だが、それではひ弱な人間が戦地に立つだけだ。犬死するのがオチ。何の意味もないし、そんなお荷物キャラは僕の目指すマッドサイエンティストの姿じゃない。
そう、マッドサイエンティストとは、強くなければいけない。
単純に本人が強い必要はない。
あくまで研究成果が強いだけでもいい。
戦場で上から目線で研究を進めるような、そんな余裕が必須なのだ。
しかしながら、現実は非情。
戦地に立つ人間は皆が皆、死の淵に立たされる。
思うにこの世界は、マッドサイエンティストが活躍するには攻め手が強すぎるのだ。
銃弾が少し当たっただけで人は倒れるし、何十にも防御を敷いたところで遠方から飛来する砲撃は大体の物を粉砕する。
化学兵器といったマッドな産物が役立っても、それに科学的対策をするより、より強い兵器を作って相手にぶつけた方がいい。
野蛮だ。
ちょっと運が悪ければ、死んでしまうような。そんなもしもが常に付き纏うような環境で、科学者が前線に出るわけがない。
そりゃあ参謀も政治家もお偉いさん方は揃いも揃って、後方とも言えないほどに前線から遠く離れたところから、ぬくぬくしながら一方的に通信で指示を飛ばしてくるわけである。
僕もこんな状況を変えようと、電磁フィールドとか防御に秀でた技術の一つでも開発しようとした。
けれど、ここにも壁が立ちはだかる。
僕は、漫画のキャラのような天才ではないのだ。
息子に似せようとして人の心と原子力のスーパーパワーを持つロボットなんて作れないし。ジャンクから熱プラズマ反応炉やパワードスーツは作れない。宇宙のロマンを追い求めて、既存兵器とついでに男女観もぶち壊す宇宙服なんてものも開発できない。
仮に僕が天才だったとしても、この世界に現れる天才のレベルでは、僕が求めるような技術革新は果たせないのだろう。
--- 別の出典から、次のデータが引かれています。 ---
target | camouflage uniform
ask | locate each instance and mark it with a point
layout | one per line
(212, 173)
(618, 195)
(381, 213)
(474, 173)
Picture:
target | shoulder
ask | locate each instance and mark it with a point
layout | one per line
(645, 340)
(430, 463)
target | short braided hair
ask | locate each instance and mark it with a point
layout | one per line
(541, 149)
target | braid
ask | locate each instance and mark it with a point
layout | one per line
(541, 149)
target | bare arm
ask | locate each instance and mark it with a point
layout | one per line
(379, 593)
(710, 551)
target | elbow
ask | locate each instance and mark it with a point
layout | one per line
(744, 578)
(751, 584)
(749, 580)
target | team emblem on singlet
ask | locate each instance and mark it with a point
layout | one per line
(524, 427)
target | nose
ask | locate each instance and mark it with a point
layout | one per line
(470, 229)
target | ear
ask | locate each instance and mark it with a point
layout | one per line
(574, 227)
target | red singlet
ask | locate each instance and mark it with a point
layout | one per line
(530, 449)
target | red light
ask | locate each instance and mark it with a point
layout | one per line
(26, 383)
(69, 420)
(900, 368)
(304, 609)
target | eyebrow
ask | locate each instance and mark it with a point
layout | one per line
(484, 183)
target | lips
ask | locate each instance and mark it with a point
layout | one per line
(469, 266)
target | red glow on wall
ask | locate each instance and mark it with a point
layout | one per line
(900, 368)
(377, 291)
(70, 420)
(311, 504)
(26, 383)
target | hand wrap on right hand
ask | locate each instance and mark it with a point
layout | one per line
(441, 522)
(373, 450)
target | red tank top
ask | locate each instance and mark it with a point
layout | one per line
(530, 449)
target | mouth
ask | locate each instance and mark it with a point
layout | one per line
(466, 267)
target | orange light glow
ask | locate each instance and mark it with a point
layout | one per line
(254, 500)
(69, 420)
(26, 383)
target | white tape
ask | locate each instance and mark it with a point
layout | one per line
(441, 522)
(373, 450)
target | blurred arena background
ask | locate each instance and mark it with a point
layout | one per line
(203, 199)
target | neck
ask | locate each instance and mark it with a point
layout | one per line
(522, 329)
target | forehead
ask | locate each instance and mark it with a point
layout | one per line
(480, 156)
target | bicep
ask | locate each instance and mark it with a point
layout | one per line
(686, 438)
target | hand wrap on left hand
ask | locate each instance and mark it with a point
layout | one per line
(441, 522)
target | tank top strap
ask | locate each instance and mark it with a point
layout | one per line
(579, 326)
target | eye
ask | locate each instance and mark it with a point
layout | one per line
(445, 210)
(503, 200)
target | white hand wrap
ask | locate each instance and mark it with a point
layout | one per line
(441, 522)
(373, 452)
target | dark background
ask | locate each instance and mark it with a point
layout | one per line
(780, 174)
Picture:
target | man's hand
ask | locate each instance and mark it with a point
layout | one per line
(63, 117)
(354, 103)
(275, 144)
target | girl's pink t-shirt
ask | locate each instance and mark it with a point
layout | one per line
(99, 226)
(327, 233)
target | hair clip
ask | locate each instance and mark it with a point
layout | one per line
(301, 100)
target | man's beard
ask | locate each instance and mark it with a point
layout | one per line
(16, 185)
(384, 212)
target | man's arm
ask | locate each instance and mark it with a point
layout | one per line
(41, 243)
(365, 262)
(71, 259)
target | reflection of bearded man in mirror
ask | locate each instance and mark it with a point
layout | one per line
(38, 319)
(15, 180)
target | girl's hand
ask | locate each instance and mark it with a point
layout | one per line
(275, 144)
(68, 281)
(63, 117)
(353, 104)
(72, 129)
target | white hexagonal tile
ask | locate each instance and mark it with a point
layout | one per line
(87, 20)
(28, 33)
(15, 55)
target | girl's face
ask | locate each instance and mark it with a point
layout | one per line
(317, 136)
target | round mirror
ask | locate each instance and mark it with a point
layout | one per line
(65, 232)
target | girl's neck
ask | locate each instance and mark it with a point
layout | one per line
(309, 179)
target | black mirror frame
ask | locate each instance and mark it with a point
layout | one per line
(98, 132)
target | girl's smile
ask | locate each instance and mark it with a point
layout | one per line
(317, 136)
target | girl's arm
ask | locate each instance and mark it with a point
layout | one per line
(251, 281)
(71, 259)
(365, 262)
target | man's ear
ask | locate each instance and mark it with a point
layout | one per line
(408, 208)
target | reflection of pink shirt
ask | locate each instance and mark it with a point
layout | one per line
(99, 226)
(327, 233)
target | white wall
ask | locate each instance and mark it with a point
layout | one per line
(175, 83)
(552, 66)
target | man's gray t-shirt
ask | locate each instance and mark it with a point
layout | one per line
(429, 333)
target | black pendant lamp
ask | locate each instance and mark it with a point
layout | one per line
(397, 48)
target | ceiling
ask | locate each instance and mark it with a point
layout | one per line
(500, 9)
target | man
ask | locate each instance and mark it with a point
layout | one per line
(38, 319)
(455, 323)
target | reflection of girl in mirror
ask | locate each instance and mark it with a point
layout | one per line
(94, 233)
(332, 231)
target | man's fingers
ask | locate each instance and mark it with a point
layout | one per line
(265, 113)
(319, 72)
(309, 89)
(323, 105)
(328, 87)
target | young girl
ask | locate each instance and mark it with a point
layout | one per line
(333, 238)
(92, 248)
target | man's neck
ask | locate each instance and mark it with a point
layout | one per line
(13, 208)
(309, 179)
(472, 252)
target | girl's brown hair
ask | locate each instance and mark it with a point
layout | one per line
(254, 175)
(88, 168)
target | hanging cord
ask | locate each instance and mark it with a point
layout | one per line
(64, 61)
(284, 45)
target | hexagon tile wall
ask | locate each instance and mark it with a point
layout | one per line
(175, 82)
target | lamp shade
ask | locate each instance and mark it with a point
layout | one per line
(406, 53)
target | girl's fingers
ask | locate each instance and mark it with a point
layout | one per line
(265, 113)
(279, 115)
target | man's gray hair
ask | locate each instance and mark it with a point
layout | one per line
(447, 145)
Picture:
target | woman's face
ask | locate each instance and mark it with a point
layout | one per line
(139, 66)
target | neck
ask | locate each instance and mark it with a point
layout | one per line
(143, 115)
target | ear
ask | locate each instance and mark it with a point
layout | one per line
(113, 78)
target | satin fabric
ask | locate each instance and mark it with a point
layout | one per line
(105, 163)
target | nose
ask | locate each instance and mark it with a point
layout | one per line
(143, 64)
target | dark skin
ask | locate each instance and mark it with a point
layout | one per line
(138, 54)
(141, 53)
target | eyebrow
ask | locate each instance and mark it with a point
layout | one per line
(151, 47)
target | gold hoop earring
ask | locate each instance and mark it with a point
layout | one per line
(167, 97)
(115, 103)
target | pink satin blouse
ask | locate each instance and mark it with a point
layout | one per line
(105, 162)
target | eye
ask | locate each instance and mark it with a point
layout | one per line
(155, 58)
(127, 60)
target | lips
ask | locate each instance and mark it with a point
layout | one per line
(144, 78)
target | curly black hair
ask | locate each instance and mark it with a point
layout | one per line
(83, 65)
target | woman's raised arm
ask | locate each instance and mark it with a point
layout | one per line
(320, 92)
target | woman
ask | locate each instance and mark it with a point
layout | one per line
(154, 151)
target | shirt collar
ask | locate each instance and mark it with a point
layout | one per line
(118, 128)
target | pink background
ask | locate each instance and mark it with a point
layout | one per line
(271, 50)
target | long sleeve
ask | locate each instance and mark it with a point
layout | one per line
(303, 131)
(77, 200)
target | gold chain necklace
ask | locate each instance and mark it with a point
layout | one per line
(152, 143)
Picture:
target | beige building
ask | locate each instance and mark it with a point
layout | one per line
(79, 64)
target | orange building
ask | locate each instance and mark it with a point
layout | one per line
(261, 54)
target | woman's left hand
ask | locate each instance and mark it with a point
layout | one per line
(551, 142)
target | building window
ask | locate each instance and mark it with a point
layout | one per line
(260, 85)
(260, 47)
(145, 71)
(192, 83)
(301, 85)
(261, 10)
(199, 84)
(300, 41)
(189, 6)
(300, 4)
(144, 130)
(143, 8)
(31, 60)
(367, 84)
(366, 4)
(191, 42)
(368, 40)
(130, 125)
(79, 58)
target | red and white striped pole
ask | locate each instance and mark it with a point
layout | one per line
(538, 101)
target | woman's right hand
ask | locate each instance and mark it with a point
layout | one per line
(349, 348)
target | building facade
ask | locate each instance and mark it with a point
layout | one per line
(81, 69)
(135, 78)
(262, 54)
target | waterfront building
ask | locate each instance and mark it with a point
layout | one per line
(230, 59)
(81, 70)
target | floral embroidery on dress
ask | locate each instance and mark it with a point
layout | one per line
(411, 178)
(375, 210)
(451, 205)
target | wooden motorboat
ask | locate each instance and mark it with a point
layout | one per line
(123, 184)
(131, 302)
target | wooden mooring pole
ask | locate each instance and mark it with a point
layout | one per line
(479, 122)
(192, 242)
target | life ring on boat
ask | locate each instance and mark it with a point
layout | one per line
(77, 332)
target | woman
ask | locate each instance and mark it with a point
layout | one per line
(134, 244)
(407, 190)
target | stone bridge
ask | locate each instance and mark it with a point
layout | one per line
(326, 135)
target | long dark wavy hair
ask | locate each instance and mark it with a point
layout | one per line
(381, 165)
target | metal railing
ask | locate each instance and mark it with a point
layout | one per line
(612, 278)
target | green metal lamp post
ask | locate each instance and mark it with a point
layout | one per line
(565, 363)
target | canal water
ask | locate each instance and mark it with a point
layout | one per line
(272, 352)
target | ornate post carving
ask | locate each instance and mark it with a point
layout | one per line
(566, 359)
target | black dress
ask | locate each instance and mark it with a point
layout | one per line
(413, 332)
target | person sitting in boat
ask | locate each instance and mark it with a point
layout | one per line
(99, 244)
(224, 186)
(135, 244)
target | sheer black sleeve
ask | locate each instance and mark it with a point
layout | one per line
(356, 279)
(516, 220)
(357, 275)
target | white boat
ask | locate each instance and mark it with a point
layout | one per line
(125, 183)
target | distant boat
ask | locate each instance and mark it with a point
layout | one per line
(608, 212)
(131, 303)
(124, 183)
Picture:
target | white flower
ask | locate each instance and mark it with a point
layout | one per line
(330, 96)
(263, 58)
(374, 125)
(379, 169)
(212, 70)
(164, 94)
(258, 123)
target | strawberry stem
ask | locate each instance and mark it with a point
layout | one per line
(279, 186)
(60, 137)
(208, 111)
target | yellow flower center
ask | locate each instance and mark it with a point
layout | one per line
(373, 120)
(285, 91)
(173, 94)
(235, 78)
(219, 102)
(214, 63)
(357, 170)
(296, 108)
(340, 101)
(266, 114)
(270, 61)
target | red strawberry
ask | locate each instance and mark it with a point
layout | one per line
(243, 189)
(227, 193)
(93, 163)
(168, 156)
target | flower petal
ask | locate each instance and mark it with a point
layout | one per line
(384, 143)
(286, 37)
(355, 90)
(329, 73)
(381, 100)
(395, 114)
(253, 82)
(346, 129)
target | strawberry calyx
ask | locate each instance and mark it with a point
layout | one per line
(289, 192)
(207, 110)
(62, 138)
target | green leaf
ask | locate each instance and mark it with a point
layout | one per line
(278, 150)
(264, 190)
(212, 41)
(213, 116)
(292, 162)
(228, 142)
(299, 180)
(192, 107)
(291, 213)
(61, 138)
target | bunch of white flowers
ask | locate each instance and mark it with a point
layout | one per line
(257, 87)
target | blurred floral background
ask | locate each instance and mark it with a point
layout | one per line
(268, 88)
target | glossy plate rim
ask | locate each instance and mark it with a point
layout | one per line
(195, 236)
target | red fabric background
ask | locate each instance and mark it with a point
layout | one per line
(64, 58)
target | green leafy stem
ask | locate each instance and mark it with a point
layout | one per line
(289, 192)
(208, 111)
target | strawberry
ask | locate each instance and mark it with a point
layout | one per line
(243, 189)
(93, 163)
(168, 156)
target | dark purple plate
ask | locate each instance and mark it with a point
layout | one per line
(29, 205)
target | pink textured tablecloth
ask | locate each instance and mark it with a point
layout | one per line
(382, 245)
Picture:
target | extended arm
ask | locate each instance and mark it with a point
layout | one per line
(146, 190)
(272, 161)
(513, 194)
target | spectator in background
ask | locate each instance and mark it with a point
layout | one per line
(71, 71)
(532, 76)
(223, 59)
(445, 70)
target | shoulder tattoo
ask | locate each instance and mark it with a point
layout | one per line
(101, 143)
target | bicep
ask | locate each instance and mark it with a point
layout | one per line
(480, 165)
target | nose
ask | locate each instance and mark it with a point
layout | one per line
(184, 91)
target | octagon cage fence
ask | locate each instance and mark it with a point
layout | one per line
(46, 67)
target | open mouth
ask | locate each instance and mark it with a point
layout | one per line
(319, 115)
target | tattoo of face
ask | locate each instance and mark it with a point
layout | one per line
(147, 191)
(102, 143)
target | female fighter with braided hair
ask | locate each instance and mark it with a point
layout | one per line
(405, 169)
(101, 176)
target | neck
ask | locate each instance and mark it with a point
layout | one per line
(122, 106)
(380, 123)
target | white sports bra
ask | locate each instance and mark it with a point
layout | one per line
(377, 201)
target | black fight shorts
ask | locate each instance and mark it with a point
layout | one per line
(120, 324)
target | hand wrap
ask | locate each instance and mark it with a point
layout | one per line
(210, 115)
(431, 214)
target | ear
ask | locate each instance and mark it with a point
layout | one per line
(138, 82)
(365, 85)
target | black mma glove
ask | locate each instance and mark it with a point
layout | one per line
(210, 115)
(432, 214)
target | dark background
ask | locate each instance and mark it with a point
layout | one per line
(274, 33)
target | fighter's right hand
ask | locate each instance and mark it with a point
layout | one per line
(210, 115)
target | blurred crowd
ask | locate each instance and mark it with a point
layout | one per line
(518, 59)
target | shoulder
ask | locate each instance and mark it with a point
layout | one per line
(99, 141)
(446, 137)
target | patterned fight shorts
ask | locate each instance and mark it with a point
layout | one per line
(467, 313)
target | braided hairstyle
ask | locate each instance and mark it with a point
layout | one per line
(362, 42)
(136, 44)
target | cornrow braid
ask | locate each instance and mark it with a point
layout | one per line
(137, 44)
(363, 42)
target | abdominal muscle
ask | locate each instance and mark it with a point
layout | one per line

まあたぶん、そもそもこの世界の物理法則が、そんなものを許しはしないようにできている。
ああ、そうだ。
この世界に生まれ出でた科学や技術は、本当にバランスが悪い。
いかに高性能な耐衝撃スーツを着こんだとしても、ダンプカーにはひき殺されるのが、この世界の現実なのだ。
僕はそのつまらない現実と、引きちぎれて血まみれの白衣を、倒れ伏した視界から眺めていた。
そう、マッドサイエンティストになれなかった僕は、明日の交番の交通事故死者数に1つ数値を加えるだけの存在なのだ。